To all those young people wishing to embark on a career in Data Science, my advice was to begin with a Data Engineering job rather than directly as a Data Scientist… Today, I would like to walk you through the apprenticeships and training programmes that will help you become a Data Engineer.
Data Engineer: which training programmes to choose?
The Data Engineer is one who has a perfect understanding of Big Data ecosystems such as Spark or Hadoop as well as, of course, their programming. Data Engineers specifically perform the following tasks:
- Operationalize Big Data infrastructure
- Handle data ingestion and display in and from the infrastructure
- Take care of the preparation, and 1st level re-coding, of data
- Program, automate and optimize algorithms in the target infrastructure
“A Data Engineer is first and foremost an IT engineer”
A Data Engineer is first and foremost an IT engineer.

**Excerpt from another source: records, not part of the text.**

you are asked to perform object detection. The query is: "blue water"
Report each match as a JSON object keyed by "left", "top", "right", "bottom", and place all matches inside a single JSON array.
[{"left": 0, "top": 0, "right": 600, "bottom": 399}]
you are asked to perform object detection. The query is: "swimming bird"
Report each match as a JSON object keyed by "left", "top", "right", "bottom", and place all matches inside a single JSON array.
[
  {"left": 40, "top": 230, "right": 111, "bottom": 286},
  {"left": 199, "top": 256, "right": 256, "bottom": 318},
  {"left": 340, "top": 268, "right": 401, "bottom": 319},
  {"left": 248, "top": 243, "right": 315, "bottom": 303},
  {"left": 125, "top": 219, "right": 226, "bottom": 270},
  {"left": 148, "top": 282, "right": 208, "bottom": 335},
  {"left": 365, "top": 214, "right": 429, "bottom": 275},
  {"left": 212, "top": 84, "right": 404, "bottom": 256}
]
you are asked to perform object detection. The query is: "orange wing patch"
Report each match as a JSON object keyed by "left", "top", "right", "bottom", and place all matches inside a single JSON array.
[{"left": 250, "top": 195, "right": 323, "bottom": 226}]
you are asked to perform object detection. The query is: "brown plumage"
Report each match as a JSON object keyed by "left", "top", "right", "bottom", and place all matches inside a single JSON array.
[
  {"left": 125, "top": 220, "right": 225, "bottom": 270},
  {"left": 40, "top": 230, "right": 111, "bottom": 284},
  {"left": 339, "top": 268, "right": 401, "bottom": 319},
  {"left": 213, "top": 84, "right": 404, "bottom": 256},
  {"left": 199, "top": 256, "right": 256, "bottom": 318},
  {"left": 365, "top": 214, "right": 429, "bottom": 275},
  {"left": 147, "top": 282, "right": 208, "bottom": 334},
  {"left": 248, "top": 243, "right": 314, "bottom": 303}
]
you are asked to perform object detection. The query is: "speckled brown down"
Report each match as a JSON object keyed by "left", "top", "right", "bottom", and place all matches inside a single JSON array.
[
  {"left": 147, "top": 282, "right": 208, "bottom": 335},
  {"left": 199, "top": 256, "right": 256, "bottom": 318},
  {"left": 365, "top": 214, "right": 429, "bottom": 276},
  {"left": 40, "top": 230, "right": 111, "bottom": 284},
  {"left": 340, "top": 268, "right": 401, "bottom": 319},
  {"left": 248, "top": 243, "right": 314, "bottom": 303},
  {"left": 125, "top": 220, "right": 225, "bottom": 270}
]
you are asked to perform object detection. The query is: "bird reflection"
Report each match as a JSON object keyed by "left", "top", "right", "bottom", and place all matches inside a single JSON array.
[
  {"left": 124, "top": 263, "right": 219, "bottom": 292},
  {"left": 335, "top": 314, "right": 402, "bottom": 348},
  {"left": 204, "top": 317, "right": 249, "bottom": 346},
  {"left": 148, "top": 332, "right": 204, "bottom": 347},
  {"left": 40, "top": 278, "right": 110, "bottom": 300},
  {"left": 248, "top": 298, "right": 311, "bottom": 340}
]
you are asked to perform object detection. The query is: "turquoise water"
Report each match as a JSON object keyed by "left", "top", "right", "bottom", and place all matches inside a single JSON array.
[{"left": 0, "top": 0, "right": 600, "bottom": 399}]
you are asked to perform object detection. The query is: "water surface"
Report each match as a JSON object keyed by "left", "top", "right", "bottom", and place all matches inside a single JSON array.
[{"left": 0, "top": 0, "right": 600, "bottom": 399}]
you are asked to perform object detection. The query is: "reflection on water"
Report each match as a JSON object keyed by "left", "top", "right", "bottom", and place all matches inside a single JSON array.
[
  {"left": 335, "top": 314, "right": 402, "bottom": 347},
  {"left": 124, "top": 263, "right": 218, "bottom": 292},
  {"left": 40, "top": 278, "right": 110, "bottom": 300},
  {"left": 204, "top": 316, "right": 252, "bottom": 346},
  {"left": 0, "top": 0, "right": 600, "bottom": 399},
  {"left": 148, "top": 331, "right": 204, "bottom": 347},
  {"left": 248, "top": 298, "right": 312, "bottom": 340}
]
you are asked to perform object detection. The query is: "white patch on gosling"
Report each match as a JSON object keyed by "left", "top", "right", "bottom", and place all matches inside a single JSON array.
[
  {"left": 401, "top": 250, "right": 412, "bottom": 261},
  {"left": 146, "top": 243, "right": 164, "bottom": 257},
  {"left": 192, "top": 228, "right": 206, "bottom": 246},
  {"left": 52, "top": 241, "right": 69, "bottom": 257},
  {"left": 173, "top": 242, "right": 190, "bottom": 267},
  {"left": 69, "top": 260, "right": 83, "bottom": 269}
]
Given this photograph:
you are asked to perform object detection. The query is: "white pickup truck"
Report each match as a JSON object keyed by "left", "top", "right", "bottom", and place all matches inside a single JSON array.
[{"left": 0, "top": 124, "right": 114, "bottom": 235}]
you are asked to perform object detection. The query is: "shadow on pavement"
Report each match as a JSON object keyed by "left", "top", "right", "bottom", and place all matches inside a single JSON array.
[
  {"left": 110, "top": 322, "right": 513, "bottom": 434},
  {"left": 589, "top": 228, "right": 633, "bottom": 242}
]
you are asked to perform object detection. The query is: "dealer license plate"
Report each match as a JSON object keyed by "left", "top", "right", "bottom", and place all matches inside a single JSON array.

As such, formal training in IT from universities and engineering schools in Big Data and of course, Data Engineering is perfectly suitable for the position.
It should preferably include the most advanced possible course in Python and Scala languages, and of course also include high-level proficiency in SQL and its NoSQL modern “versions” like Hive, Impala or Spark SQL
Technical education programmes (we are not talking about “soft skills” here, which will be addressed in a later article) for their part, have to focus on major areas covering at the very least Big Data, the Cloud, DevOps methods and of course, Artificial Intelligence.
Regarding Big Data, the imperatives are naturally Spark and Hadoop. Hadoop encompasses the whole ecosystem known as “Zookeeper,” and includes technologies such as Hive, Nifi, Oozie and Kafka. A significant number of these technologies are Java-based, it is thus a good idea to have a sound knowledge of Java to better control the environment, but you do not have to be a Java JEE developer to become a Data Engineer (least of all a Data Scientist).
Spark is now a must
On the other hand, Spark is absolutely essential. You can approach it in two ways, either through Python by means of PySpark, or through the Scala language. Both options are available, but needless to say that having both feathers in your cap would be ideal.
Regarding the Cloud, since there is no lack of private publishers, choices must be made. What matters is mastering the Spark and Hadoop infrastructures in the target cloud(s) that you have chosen to study. Indeed, each cloud has its own specific technical characteristics, in particular Artificial Intelligence APIs provided by the publisher, that you would be wise to get to know.
Carrying out an AI project
This brings us to Artificial Intelligence (AI), a field in which Python, of course, reigns supreme. Beware however as, in addition to Python, you will be required to have an expert knowledge of quite a few Python libraries in order to be able to see a whole project through. Here we can only mention the most important libraries such as Numpy, Pandas, Mathplotlib, Scikit-learn, Mllib, etc. You should also have a good understanding of version control systems and notebooks such as Git, GitHub, GitLab, Jupyter, Zeppelin, etc.
It is always possible to execute an AI project 100% in Python, but no customer (internal or external) will want to buy such AI because it will be too expensive and too difficult to maintain.
Therefore, you must also be able to manage Artificial Intelligence platforms available on the market. There are a number of those and the objective of this article is not to draw up an exhaustive list of these platforms or to compare them. In this regard, I would like to draw your attention to, for example, Gartner’s – Magic Quadrant 2019 benchmarks relating to Data Science and Machine Learning platforms.
Technical and project management training
Besides the technical education programmes outlined above, you should also consider training in project management methods which include namely DevOps methods and the inescapable CRISP method. The Scrum method must also be understood but beware of “poor combinations” of methods in Data Science, as for instance CRISP must always be given priority over Scrum. To support DevOps, docker and kubernetes technologies are particularly interesting.
This is why Business & Decision has launched the Data School (École de la Data) in France in order to train Data Engineers, and ultimately Data Scientists and Data Analysts. The idea behind this project being to ensure that the talented young people who join our ranks are fully operational after having attended Business & Decision’s Data School. The course provided lasts three months and complements what is being taught in engineering schools and universities.